The Shangri-La Pundit

The Shangri-La Pundit, Shadow, Desert, Rub' Al-Khali

My name is Franz J. Marty.

But this is not important.

As one wise man once said „names are for tombstones“ and he was right.

This is not about me anyway. This is about the places I go. So I try to keep my ego out of the equation.

Accordingly, you won’t find a picture of me here – just my shadow on the endless dunes on the edge of the Rub’ al-Khali, the Empty Quarter, this ocean of sand that covers a good part of the Arabian Peninsula.

In fact, I like to think of myself as some kind of pundit. For those of you who don’t know, pundits were the indigenous surveyors, trained by the British to disguisedly explore regions to the north of then British India in the second half of the 19th century – forbidden places where the British could not go themselves. The pundits’ names were either lost in the sands of times or are not remembered anymore by anyone, but scholars. However, they went to some of the most remote places of the world – and, more importantly, made it back to report.

This said, it would be presumptuous to claim that I am an actual pundit. But the idea of a faceless explorer appeals to me, so I dare to use the word.

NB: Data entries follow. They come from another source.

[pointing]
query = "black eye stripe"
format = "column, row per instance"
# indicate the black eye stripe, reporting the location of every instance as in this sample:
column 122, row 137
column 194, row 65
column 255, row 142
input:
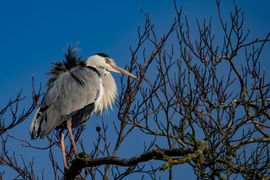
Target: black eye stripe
column 107, row 60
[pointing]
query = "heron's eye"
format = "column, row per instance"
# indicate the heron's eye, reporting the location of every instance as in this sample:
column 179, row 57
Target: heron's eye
column 107, row 60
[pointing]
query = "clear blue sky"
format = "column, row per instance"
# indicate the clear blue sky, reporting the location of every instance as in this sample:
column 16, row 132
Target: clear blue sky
column 34, row 34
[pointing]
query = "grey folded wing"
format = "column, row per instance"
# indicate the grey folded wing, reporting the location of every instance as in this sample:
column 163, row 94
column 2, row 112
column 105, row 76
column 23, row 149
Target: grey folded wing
column 72, row 93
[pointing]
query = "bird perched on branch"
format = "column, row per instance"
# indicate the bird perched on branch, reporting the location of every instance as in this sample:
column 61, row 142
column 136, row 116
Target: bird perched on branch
column 76, row 89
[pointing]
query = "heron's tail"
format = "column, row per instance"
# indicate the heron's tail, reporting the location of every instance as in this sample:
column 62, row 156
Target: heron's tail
column 35, row 126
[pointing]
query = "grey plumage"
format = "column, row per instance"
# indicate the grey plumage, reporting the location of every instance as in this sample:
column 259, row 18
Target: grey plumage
column 75, row 90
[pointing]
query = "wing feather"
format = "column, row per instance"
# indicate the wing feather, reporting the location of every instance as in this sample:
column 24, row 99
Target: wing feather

At least, most people indeed tell me that I go to places, where virtually no one else goes.

I have no illusions though. I am neither exceptional nor brave. Where I go, everyone can go; what I do, everyone can do – most people simply don’t, probably because of the hardship and uncertainty that usually comes with it.

Why Shangri-La? This fictional place, loosely based on the mythical Buddhist kingdom of Shambhala, displayed in James Hilton’s novel Lost Horizon as an earthly paradise located in the Kunlun mountains on the Tibetan plateau, isolated from the outside world?

I am neither spiritual, nor looking for paradise.

The first time, I have been confronted with the idea of Shangri-La was when I have reached Zor Kul, a lake high up in the Pamirs on the Afghan-Tajik border that is – according to some accounts – the source of the legendary Oxus, a river nowadays referred to as Panj and further downstream Amu Darya. This very lake is supposed by some to be the place described by a Buddhist monk in ancient times as the Shangri-La like source of the Four Great Rivers – the Ganges, the Indus, the Amu Darya and the Syr Darya. I don’t remember the translation of the Buddhist text exactly, but it was depicted as a paradise with a lake with clear water and bright golden sands at its shore, where the Ganges flows out of a silver ox’s, the Indus out of a golden elephant’s, the Amu Darya out of an emerald horse’s and the Syr Darya out of a crystal lion’s mouth.

The actual place was nothing like this.

To the contrary, it looked quite like Marco Polo’s account of a nearby high plateau, where you find

„(…) nothing but a desert without habitations or any green thing, so that travellers are obliged to carry with them whatever they have need of. The region is so lofty and cold that you do not even see any birds flying. And I must notice also that because of this great cold, fire does not burn so brightly, nor give out so much heat as usual (…).“

But this was not a disappointment.

I am not looking for paradise.

For me, Shangri-La is not about paradise, but about a place forgotten by the world; a place at the world’s very end, where the earth meets the skies.

What I am looking for is this „glow of satisfaction that there were such places still left on earth, distant, inaccessible, as yet unhumanized“ and, ultimately, this „deeper sensation (…) of having reached at last some place that was an end, a finality“ to quote Lost Horizon.

While the Great Pamir at the shore of Zor Kul, that is in ancient Persian referred to as Bom-i Duniyo, the Roof of the World, came close to my idea of Shangri-La, it still wasn’t it.

So – and although my idea of Shangri-La is most probably sheer nonsense to use again the words of Lost Horizon – I have decided to start looking for it.